Le Conseil d’État se penche ce lundi 15 juin 2026 sur le recours des opposants à l’autoroute A69, qui contestent la validation du chantier par la cour administrative d’appel de Toulouse. Au cœur du dossier : la légalité de l’autorisation environnementale permettant la poursuite des travaux entre Toulouse et Castres.
Une audience décisive pour le projet
La plus haute juridiction administrative examine ce 15 juin le recours des opposants à l’autoroute A69 Toulouse-Castres, portant sur la validation de l’autorisation du chantier par la cour administrative d’appel de Toulouse, a-t-on appris de sources concordantes. « Il est l’heure pour le Conseil d’État de remettre le Tarn sur le droit chemin », avait affirmé le collectif anti-A69 La Voie est libre (LVEL), dans un communiqué annonçant la date de cette audience, prévue à 14h00 et confirmée à l’AFP par une source au sein de l’institution. « Le Conseil d’État n’aura d’autre choix que de corriger l’erreur de droit manifeste de la cour d’appel de Toulouse », estime le collectif.

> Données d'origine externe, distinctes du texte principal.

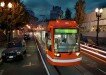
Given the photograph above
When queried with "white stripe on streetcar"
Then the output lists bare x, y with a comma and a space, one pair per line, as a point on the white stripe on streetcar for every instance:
65, 60
94, 49
43, 61
93, 52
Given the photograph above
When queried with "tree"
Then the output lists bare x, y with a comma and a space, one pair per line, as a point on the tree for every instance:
67, 14
13, 18
80, 12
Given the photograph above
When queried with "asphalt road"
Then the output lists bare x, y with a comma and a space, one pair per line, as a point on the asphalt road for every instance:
30, 65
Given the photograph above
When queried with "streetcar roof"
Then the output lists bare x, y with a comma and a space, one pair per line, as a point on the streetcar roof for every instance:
62, 24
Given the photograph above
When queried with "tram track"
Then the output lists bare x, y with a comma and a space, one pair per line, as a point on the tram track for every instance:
66, 70
59, 73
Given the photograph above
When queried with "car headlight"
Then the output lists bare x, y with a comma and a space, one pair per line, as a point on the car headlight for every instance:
18, 53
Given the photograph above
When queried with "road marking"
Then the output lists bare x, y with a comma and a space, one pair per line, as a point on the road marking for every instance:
29, 65
101, 71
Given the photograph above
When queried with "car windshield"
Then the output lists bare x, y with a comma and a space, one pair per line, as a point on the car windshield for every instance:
66, 40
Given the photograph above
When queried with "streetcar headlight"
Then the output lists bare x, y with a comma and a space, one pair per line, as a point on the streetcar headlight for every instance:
78, 54
57, 54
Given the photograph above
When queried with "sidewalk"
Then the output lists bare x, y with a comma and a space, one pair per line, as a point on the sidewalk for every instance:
2, 47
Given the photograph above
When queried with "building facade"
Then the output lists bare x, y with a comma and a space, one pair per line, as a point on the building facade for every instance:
90, 25
56, 13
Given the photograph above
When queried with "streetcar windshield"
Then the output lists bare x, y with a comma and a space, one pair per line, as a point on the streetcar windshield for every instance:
66, 40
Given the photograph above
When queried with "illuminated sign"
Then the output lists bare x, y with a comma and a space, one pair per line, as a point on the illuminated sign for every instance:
65, 30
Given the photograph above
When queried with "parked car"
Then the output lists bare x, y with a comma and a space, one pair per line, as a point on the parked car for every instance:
15, 50
26, 37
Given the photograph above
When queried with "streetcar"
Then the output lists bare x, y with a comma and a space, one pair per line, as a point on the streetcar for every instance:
62, 43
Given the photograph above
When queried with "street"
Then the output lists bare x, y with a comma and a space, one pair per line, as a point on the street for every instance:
30, 65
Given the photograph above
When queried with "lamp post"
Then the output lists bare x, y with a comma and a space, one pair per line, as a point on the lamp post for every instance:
98, 15
6, 9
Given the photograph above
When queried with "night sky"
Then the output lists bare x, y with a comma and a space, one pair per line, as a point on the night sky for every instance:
43, 7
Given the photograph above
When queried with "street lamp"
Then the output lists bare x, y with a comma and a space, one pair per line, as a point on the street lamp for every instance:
5, 6
98, 15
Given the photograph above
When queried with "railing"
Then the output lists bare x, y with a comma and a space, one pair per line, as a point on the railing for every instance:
98, 54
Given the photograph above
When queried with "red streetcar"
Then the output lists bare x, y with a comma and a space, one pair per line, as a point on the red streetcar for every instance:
62, 43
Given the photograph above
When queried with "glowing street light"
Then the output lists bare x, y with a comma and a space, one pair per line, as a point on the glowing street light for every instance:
9, 5
98, 15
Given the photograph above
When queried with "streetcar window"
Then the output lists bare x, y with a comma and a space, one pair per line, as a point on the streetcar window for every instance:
65, 41
48, 41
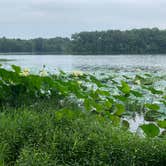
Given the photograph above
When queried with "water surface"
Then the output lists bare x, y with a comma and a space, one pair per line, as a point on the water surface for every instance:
92, 63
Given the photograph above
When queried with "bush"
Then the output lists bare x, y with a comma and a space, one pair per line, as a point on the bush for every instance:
64, 137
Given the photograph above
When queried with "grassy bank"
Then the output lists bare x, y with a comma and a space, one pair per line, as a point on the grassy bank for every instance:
71, 119
64, 137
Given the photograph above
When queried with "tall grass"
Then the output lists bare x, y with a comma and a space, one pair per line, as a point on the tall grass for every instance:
33, 138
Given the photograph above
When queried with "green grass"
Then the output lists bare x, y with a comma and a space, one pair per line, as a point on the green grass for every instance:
49, 137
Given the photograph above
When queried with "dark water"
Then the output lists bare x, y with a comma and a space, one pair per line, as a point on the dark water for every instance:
118, 63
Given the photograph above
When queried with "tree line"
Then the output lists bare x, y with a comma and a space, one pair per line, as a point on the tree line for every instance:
135, 41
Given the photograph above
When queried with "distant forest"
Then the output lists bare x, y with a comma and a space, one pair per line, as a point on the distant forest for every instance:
135, 41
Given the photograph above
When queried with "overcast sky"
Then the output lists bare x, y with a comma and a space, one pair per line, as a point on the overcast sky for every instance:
50, 18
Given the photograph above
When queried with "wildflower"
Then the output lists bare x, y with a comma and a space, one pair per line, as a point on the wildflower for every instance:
77, 73
79, 82
43, 73
138, 82
25, 72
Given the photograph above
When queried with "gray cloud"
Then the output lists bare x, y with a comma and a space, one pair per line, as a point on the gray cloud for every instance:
31, 18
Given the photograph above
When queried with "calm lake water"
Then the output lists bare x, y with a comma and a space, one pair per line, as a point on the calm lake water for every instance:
91, 63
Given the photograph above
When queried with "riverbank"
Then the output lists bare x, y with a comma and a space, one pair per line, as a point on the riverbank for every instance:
70, 137
81, 119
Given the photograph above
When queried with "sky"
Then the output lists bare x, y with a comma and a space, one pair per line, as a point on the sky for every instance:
51, 18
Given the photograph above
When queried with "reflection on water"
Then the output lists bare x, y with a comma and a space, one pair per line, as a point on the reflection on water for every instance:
119, 63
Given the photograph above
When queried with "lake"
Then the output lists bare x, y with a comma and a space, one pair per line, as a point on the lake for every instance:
91, 63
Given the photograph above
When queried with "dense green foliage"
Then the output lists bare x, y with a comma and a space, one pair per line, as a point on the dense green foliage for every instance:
71, 138
136, 41
57, 45
79, 119
108, 96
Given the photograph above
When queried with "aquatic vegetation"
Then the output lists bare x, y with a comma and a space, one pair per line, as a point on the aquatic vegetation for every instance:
115, 98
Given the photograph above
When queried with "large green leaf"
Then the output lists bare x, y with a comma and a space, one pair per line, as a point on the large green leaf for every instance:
125, 88
120, 109
154, 107
17, 69
162, 124
150, 130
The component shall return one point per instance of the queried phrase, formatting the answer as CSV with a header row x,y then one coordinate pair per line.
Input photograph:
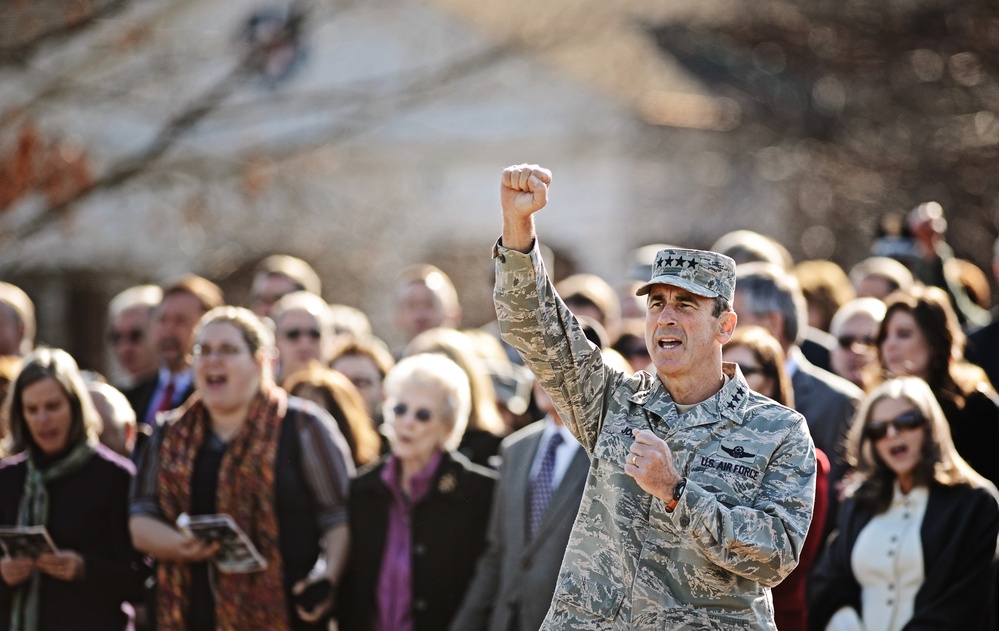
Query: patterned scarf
x,y
246,492
34,511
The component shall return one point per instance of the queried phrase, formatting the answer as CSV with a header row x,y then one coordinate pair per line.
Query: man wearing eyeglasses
x,y
303,324
174,321
130,333
700,491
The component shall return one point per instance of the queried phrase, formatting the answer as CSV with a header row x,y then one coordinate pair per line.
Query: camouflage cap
x,y
700,272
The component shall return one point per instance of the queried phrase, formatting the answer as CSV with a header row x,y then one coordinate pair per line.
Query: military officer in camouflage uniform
x,y
700,491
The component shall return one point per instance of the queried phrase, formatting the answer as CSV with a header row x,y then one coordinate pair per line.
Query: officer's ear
x,y
726,326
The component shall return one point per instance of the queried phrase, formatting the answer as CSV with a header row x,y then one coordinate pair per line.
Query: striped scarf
x,y
34,511
246,492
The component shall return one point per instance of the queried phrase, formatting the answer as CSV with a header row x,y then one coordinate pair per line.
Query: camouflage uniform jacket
x,y
740,523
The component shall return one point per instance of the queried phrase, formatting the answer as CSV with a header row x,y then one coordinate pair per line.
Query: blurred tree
x,y
860,108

Sur quoi doit statuer le Conseil d’État ?
Le Conseil d’État doit statuer sur la légalité de l’arrêt rendu le 30 décembre 2025 par la cour administrative d’appel de Toulouse qui a validé l’autorisation environnementale de ce chantier et permis la poursuite des travaux, toujours en cours entre Haute-Garonne et Tarn. La cour administrative était revenue sur un jugement du tribunal administratif de Toulouse qui, en février 2025, avait suspendu le projet d’autoroute faute de « raison impérative d’intérêt public majeur » (RIIPM), condition requise pour déroger à la protection des espèces protégées.
Défendu comme un facteur de désenclavement du Tarn et en particulier du bassin urbain formé par les villes de Castres et de Mazamet, au sud du département, le chantier doit s’achever à la mi-octobre, selon le futur concessionnaire Atosca.
Un contexte tendu
Ce nouvel épisode judiciaire intervient après des mois de mobilisation des opposants, qui dénoncent l’impact environnemental du projet et son utilité contestée. Les partisans de l’autoroute, quant à eux, mettent en avant les bénéfices économiques et la réduction des temps de trajet. La décision du Conseil d’État est attendue avec impatience des deux côtés, car elle pourrait sceller l’avenir du chantier.